The tariff debate will continue to draw attention. However, it should not. First, as has been reported for nearly a year now, the Chinese have never honored trade agreements. It is just something they do not feel they have to do. It is that simple. Too, Chinese cotton growers are subsidized at the equivalent of about 142 cents per pound. That is, the U.S. grower can expect about 70-72 cents per pound or only one half of what the Chinese grower gets for his cotton.
Again, the Chinese grower sells his cotton to the Chinese government for some $1.42 a pound. The U.S. grower sells his cotton on the world market for about 70 cents per pound (if he is lucky, today it would be about 63 cents per pound). It should be clear that the entire cotton industry should unanimously support the U.S. tariff. The U.S. grower has quietly accepted the Chinese double dealing policy for the past three decades and has done nothing to limit its impact on the market.
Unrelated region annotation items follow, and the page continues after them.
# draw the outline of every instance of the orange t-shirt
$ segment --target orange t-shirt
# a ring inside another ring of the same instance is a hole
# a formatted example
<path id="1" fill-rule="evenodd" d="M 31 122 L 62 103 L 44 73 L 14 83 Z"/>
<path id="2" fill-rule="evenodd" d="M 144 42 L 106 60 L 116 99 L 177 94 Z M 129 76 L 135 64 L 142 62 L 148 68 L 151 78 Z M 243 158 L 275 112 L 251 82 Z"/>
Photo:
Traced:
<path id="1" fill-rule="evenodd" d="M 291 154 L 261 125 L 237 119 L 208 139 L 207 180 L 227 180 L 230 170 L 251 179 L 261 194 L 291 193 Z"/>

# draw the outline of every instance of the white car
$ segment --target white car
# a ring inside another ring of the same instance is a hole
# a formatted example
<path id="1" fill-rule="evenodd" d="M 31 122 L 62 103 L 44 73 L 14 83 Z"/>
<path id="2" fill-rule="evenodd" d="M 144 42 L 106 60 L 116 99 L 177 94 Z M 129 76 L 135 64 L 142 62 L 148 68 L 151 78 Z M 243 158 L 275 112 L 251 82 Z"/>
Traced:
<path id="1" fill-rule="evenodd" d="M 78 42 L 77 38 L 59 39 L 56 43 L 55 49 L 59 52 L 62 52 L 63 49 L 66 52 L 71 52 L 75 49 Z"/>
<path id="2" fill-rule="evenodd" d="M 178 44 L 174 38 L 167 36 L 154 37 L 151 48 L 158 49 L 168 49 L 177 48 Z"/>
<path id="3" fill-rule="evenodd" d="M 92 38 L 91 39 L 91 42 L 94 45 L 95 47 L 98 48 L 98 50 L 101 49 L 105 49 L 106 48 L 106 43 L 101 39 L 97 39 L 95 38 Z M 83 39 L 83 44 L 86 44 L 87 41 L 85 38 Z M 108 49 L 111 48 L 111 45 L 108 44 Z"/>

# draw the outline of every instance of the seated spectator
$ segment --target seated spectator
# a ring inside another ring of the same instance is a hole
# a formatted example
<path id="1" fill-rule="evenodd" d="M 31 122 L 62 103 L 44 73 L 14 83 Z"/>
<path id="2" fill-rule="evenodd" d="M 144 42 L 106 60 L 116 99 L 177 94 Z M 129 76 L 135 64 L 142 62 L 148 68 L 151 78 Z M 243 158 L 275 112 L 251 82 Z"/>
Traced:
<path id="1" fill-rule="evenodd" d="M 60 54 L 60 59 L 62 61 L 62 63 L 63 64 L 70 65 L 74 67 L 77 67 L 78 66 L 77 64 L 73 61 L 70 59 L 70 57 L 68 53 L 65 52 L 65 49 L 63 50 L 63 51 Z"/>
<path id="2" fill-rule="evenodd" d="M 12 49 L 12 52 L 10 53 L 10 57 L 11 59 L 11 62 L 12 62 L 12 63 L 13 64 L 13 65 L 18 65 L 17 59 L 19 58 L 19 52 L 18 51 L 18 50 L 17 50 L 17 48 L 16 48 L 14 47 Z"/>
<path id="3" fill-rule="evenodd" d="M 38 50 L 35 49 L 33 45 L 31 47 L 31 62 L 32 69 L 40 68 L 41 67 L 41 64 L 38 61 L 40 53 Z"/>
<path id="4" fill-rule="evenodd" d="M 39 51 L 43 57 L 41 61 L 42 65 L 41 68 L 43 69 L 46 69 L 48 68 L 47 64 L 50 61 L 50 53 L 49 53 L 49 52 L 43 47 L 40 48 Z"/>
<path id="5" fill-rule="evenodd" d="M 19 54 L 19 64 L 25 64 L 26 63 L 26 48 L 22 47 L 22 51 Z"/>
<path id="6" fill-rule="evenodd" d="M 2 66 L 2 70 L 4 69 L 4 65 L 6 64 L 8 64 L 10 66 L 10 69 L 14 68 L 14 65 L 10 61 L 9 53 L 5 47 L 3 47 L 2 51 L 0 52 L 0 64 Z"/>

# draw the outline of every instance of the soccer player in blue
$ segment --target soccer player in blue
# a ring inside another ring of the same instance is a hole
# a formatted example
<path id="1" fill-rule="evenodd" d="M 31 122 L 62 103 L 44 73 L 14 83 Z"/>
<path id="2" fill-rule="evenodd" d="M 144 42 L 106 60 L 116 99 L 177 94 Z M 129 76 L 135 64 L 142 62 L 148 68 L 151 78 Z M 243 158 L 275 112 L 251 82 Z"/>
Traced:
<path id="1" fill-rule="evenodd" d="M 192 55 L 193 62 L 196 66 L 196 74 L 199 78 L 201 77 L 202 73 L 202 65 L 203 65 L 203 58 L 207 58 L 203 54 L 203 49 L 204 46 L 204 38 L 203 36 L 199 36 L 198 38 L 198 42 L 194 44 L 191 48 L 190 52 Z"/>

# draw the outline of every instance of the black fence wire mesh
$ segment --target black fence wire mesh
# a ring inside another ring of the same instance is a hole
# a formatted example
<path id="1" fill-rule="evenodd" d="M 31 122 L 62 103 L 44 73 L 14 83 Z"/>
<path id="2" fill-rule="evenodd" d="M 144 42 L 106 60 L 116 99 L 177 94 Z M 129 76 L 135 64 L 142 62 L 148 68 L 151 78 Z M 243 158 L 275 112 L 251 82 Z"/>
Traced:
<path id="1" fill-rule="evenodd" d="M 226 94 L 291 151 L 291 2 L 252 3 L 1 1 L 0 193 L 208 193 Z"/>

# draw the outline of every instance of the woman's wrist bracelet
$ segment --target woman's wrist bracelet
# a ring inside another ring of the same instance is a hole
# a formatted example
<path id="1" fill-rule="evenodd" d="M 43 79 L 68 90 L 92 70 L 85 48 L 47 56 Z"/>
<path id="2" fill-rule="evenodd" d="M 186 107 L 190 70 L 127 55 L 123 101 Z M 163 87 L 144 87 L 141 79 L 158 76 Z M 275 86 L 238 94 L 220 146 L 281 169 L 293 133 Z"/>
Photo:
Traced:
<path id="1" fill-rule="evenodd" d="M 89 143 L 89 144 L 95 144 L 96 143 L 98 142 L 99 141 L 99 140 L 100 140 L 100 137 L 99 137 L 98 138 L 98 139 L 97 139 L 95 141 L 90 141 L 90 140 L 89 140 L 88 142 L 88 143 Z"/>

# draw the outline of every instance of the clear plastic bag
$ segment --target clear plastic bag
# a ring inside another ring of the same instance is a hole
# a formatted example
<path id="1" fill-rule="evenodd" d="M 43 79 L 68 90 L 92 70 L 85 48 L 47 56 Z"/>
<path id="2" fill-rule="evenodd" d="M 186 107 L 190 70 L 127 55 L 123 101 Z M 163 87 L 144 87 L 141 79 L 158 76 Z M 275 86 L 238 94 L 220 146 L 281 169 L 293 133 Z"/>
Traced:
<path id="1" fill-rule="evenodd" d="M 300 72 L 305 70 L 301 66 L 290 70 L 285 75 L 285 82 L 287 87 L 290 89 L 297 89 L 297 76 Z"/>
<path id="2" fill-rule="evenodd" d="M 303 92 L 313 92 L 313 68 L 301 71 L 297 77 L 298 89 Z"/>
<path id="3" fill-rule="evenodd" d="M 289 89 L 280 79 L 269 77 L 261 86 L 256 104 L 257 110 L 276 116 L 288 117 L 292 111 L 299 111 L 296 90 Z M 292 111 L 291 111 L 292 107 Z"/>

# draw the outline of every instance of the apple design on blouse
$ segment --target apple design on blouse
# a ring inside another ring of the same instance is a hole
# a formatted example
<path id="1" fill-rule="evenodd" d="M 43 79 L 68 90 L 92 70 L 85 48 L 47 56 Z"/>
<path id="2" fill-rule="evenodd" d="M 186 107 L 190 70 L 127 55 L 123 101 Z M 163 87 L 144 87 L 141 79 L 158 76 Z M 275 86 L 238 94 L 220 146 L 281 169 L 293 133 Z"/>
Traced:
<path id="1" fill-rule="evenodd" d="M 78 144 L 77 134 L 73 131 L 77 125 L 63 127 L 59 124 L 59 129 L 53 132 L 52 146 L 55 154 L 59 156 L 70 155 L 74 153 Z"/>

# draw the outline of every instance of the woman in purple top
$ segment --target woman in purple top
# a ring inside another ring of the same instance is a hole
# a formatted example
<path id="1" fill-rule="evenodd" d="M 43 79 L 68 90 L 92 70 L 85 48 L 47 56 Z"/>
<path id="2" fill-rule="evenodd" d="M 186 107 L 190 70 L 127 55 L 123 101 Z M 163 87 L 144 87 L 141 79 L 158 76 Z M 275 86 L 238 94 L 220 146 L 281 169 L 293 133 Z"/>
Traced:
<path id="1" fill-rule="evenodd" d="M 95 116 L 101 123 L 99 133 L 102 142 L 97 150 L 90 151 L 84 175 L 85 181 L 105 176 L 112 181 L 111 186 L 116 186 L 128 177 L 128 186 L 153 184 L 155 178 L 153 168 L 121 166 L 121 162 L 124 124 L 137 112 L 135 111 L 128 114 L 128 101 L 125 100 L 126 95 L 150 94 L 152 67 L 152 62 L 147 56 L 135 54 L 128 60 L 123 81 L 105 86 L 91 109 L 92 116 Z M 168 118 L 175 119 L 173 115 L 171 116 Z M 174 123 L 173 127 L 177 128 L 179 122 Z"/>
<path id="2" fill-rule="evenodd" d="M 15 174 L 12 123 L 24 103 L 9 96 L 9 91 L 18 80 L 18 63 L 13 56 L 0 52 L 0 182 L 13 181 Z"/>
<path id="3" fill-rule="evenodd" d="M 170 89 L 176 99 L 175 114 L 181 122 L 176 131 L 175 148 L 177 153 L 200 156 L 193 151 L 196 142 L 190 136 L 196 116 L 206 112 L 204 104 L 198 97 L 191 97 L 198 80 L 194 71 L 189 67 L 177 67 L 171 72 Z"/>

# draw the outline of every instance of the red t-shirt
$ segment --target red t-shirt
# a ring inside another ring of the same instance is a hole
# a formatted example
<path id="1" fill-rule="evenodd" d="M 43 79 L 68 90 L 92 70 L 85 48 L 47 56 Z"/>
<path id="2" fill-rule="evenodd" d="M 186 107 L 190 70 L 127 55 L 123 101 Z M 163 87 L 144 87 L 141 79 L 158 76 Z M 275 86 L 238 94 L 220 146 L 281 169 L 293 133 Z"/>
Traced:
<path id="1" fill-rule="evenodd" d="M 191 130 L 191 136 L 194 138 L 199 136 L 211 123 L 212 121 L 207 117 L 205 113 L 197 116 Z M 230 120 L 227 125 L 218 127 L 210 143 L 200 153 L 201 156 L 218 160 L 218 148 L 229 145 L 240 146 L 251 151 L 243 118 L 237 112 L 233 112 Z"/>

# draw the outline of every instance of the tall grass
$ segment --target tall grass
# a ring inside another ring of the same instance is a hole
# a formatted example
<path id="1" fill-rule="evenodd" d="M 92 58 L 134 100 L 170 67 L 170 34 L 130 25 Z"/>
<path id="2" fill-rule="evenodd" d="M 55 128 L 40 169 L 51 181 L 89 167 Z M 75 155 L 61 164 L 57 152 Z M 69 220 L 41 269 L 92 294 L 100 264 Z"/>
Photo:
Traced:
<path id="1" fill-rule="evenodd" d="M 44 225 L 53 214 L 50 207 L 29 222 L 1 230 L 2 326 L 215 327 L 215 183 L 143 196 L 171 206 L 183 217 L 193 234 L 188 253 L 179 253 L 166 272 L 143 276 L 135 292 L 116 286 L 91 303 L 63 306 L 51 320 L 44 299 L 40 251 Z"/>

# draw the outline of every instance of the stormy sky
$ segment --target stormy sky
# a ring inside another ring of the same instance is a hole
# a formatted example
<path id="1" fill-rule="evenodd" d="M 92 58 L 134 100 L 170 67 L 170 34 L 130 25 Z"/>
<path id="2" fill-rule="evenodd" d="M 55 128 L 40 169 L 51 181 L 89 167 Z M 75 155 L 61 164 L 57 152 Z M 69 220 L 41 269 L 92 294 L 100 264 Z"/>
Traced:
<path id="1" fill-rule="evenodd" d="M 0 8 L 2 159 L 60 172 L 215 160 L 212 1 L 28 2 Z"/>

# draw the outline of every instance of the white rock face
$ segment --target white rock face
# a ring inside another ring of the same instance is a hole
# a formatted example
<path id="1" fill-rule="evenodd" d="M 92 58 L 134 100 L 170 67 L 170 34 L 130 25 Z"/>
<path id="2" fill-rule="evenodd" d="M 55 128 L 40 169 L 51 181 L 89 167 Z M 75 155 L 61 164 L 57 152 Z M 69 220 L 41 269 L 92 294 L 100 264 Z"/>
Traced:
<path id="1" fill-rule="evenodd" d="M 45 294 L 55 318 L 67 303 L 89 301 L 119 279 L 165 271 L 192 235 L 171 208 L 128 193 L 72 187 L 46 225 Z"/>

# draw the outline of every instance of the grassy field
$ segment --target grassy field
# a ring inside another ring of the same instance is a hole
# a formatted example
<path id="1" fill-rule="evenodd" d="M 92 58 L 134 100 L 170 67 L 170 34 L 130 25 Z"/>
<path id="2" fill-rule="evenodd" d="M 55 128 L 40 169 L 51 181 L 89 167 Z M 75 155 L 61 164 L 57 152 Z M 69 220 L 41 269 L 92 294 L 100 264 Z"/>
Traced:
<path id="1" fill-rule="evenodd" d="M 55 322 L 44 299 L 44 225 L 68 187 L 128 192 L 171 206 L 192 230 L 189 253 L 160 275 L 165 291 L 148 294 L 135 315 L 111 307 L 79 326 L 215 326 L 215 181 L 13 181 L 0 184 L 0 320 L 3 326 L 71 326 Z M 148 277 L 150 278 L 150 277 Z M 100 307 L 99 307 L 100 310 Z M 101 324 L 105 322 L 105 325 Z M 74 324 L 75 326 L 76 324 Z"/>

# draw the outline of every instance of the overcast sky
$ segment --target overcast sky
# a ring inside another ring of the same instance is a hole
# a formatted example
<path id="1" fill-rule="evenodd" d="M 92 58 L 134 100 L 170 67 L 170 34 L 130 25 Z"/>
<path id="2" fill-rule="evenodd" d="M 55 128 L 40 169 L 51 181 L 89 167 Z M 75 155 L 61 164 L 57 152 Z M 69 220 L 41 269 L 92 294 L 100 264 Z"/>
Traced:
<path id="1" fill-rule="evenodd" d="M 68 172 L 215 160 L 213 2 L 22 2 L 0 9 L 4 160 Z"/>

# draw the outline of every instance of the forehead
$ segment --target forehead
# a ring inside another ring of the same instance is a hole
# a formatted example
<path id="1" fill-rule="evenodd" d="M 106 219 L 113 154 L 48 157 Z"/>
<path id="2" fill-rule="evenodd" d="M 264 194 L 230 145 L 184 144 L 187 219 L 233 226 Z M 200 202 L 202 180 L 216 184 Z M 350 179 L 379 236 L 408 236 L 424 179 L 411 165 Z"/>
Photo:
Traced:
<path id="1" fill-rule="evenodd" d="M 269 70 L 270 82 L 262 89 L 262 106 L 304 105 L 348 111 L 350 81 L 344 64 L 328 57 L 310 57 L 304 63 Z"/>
Nothing. Washington’s tariff challenge to the Chinese is the first attempt to establish fair trade in the world cotton market. Yet, that is only one battle the U.S. grower faces. The grower has also set back on his laurels over these same 30 years and totally failed at any attempt to promote cotton consumption over that same time period.
If the U.S. grower has any interest in obtaining a better price for his cotton he will have to begin to exhibit some desire to promote cotton in the textile chain. The list of international brands and retailers that say they do not even consider using cotton grows almost every week. To date, as cotton’s share of the fiber market slips further and further, the cotton industry has not had any successful program to encourage brands and retailers to return to cotton.
Finally, USDA released its May world supply demand report at week’s end. The report was very much as had been expected by the market and as such was price neutral. USDA finally reduced the 2018-19 Indian crop by 1.5 million bales, dropping it to 25.5 million (after raising it last month). Even with that major reduction and a reduction in the 2018 U.S. crop, world ending stocks as of July 31, 2019 were increased some 300,000 bales to 76.5 million bales. However, the reduction in the Indian crop offset the somewhat bearishness of an expected 2019 U.S. crop of 22 million bales, or some 4.3 million bales larger than the 2018 U.S. crop.
World production for 2019 was forecast at 125.5 million bales, 6.5 million bales more than in 2018. World consumption was forecast at 125.9 million bales, 3.2 million bales larger than in 2018. Thus, world ending stocks in July 2020 are expected to fall some 400,000 bales during the 2019-20 marketing year. While this could possibly be mildly bullish for cotton prices the fact that increased carryover in world exporting countries suggests there will be considerable competition for available export markets and keep prices in the 10 cent trading range between 65 and 75 cents.